Realisasi pembangunan jalan tol termasuk yang tinggi perkembangannya, hingga September 2016 yang sudah beroperasi mencapai 26,8 persen. Ini bagian dari target menyelesaikan 1.000 km jalan tol hingga 2019. Sedangkan untuk progres sektor irigasi, bendungan, bandara jauh lebih tinggi, masing-masing 60,7 persen, 36,9 persen, 33,3 persen. Faktor pendorong percepatan ini karena pembebasan lahan yang lebih baik terutama soal kelancaran dana talangan pemerintah yang nilainya triliunan rupiah pada proyek tol kepada investor, seperti yang terjadi pada Tol Becakayu.
“Adanya dana talangan, jadi cepet banget, sangat cepet,” kata Jokowi.
Sayangnya capaian yang positif di pembangunan jalan dan infrastruktur pertanian, justru berkebalikan dengan proyek lainnya. Misalnya, proyek kereta yang realisasinya baru 14,97 persen, pelabuhan 18,3 persen, dan yang paling memperihatinkan di proyek ketenagalistrikan. Khusus untuk proyek 35.000 MW, hingga September baru terealisasi 0,56 persen dari yang sudah beroperasi. In belum menghitung capaian realisasi proyek 7.000 MW yang merupakan warisan pemerintah sebelumnya.
Pada 1 November lalu, Presiden Jokowi menggelar rapat terbatas (ratas) yang khusus membahas progres proyek listrik. Saat itu lah, sebuah “bola panas” dilempar Jokowi, yang berawal dari permintaannya soal laporan dari Badan Pengawasan Keuangan dan Pembangunan (BPKP) mengenai 34 proyek pembangkit listrik yang mangkrak selama 7-8 tahun.
“Ini menyangkut triliunan, tidak boleh dibiarkan terus menerus...Saya lihat satu dua banyak yang tak bisa diteruskan karena hancur dan karatan semua, harus ada kepastian, kalau memang ini tidak bisa diteruskan ya sudah, berarti saya bawa ke KPK. Ini menyangkut uang yang tak kecil tapi gede sekali,” tegas Jokowi.
Belakangan diketahui ada 12 dari 34 proyek pembangkit dalam proyek 7.000 MW tidak bisa dilanjutkan lagi karena kondisi sudah tak layak. Artinya bila sudah tak bisa dilanjutkan, pemerintah menyimpulkan ada potensi kerugian negara dari total nilai kontrak proyek sebesar Rp3,76 triliun. Proyek mangkrak ini bagian dari proyek PLN (Persero) yang telah ditunjuk pemerintah untuk membangun 7.000 MW sejak 2006 dan 2010.
"Beberapa memang sudah masuk radar kita, dari 34 itu banyak yang sudah masuk radar kita," kata Ketua KPK Agus Rahardjo dikutip dari Antara.

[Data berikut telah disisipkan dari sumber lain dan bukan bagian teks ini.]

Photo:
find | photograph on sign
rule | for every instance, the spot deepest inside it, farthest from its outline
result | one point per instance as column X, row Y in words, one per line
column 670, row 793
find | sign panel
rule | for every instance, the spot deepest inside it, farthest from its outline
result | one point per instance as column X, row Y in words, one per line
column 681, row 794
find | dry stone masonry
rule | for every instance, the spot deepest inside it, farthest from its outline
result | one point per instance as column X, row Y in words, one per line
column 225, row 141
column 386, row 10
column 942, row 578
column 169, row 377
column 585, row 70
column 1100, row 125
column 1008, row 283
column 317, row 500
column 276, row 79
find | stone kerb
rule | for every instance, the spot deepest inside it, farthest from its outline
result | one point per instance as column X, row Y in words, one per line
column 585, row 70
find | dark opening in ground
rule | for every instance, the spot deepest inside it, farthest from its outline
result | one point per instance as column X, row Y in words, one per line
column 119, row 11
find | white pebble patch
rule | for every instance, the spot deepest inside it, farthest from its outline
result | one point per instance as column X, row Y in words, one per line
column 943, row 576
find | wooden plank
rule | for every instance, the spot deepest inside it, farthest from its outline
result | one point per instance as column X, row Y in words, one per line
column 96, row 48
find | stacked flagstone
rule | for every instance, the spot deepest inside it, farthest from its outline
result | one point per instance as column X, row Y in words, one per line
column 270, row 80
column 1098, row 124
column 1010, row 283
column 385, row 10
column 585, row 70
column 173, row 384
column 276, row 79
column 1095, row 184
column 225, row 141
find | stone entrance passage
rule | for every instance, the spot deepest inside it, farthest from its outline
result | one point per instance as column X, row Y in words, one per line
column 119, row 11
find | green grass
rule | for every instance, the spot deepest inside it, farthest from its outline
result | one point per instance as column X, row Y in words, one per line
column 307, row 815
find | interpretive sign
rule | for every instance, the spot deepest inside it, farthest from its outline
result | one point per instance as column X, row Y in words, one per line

Persoalan pembangunan pembangkit listrik menjadi “bola panas” tak hanya bagi mereka yang terlibat pada pemerintahan sebelumnya, tapi juga jadi taruhan pemerintahan saat ini. Jangankan proyek 7.000 MW yang merupakan “anak angkat” hasil warisan pemerintahan lalu, proyek 35.000 MW yang merupakan “anak kandung” pemerintahan saat ini justru berisiko tak tercapai, ditandai realisasi yang masih rendah. Meskipun tak bisa dipungkiri proyek ini masih terus berjalan, di antaranya PLTU Jawa Tengah atau PLTU Batang 2.000 MW senilai Rp40 Triliun, yang tahun ini sudah financial closing.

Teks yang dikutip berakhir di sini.